Sean Ryan

Sean Ryan came home from work one day and knew things had to change. He’d had enough. Enough working for a company that didn’t care. Enough working a job with no chance for advancement. “I was sick of feeling like I just had a job,” he says. “I wanted to feel proud about my work.”
That evening, the disgruntled backhoe operator walked through his front door, pulled out the phone book and looked up the first weld shop he could find. That’s how Sean discovered B&B Welding.
First, he had to convince Ralph that he was the right guy for the job, a daunting task considering his lack of welding experience. Well, either Sean’s a good salesman or Ralph’s a good judge of character, in the end, Ralph gave Sean the nod.
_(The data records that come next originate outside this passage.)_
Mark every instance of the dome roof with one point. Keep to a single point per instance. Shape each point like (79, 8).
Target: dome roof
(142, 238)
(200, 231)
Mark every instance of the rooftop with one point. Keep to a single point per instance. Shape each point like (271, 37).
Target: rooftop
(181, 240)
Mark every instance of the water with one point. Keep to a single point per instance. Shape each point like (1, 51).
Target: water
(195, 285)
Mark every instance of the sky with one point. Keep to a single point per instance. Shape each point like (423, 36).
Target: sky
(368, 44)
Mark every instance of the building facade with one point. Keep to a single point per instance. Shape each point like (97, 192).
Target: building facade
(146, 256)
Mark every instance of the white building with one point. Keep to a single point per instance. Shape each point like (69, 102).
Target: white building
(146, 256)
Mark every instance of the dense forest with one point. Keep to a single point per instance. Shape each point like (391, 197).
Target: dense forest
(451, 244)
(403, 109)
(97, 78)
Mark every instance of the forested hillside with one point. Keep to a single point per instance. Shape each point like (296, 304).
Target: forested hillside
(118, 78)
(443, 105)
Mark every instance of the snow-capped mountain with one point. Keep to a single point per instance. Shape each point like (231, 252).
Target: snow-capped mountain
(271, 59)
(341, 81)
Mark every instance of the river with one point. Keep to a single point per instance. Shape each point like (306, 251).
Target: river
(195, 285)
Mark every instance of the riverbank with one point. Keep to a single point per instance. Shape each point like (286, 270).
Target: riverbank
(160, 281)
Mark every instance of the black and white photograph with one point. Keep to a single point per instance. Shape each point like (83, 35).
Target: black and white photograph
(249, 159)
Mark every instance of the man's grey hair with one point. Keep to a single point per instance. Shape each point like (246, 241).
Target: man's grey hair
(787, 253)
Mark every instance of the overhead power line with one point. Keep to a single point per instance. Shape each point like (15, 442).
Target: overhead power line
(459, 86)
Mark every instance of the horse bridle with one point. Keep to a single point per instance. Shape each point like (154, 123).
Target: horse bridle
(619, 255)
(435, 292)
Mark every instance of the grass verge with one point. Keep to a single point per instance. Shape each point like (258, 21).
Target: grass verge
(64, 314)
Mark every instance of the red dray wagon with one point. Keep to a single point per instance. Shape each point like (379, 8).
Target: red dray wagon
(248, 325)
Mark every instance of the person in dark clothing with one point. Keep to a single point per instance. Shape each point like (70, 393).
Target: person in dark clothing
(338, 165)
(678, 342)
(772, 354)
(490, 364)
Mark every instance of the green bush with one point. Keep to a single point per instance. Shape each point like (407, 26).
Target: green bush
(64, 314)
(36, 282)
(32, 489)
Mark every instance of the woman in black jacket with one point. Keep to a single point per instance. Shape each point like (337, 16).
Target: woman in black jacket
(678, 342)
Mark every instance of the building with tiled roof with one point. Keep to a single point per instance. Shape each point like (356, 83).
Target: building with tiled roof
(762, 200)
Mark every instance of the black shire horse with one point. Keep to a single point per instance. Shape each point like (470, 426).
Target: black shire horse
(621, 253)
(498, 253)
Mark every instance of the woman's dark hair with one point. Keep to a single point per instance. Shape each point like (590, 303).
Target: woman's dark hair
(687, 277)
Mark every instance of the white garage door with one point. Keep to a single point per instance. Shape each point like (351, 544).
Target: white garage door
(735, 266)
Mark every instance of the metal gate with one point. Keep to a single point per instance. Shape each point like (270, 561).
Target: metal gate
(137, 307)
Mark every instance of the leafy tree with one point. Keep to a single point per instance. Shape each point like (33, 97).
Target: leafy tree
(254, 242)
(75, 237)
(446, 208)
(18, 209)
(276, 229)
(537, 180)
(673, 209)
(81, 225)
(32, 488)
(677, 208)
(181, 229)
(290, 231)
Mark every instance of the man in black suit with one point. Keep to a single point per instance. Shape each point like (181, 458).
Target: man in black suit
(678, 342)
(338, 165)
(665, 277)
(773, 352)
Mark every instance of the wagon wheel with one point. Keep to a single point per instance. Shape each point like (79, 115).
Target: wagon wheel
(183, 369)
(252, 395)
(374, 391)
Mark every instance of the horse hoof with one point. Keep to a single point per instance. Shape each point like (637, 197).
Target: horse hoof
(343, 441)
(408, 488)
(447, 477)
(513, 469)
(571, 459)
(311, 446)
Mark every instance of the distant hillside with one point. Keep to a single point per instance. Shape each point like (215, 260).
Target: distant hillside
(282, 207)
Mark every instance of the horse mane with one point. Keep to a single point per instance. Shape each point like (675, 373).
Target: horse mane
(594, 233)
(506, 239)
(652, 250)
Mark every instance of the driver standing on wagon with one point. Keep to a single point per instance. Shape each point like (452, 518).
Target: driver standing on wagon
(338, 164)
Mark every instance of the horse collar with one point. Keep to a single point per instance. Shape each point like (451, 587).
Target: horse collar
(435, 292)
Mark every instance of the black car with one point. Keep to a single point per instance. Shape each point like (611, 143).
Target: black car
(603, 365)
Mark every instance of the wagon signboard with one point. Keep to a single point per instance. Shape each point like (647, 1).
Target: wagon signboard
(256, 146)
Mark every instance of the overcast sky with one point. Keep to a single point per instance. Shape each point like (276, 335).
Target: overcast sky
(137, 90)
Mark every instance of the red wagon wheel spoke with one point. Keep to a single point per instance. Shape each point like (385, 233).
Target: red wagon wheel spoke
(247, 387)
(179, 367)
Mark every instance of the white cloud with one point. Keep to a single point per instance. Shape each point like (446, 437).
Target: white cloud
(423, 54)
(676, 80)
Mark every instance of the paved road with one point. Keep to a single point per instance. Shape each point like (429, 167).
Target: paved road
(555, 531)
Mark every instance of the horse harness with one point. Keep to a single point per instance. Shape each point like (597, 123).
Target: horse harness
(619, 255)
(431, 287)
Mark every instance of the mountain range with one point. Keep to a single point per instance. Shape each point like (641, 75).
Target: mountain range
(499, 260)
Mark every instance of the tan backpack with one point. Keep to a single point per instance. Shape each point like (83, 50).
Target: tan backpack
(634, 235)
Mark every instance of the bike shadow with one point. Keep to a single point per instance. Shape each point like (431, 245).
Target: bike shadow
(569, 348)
“You have to prove yourself here,” says Sean. And that’s just what he set out to do. A competitor by nature, Sean laid down his goals: passed his weld tests and learn the trade. “At first,” he says, “I didn’t know anything about reading blue prints. Or reading welding symbols. They were just a million numbers on a piece of paper.” But he learned to make sense of them. And he found his groove on the Cove Point job, welding countless ladders, roof frames, and angles. “I never thought there was this much to welding,” he admits. “Now, I want to learn how to weld everything.”
To Sean, welding is meticulous, skilled work. And there’s no better place to master it than B&B Welding. “There’s a wealth of knowledge here,” he says. But it’s more than a place to learn a trade. “What I like best is working around people who care about their jobs — and each other.”
A fisherman and hunter, Sean fits right in with the B&B team. In fact, one of his most memorable B&B moments happened on a company fishing excursion. “On the way home from fishing,” he says, “We stopped and saw the heli-pad from the Anne Arundel Medical Center job we did. That was a great feeling,” he says. “I’m very proud to work here. And that’s not just me; that’s everybody.”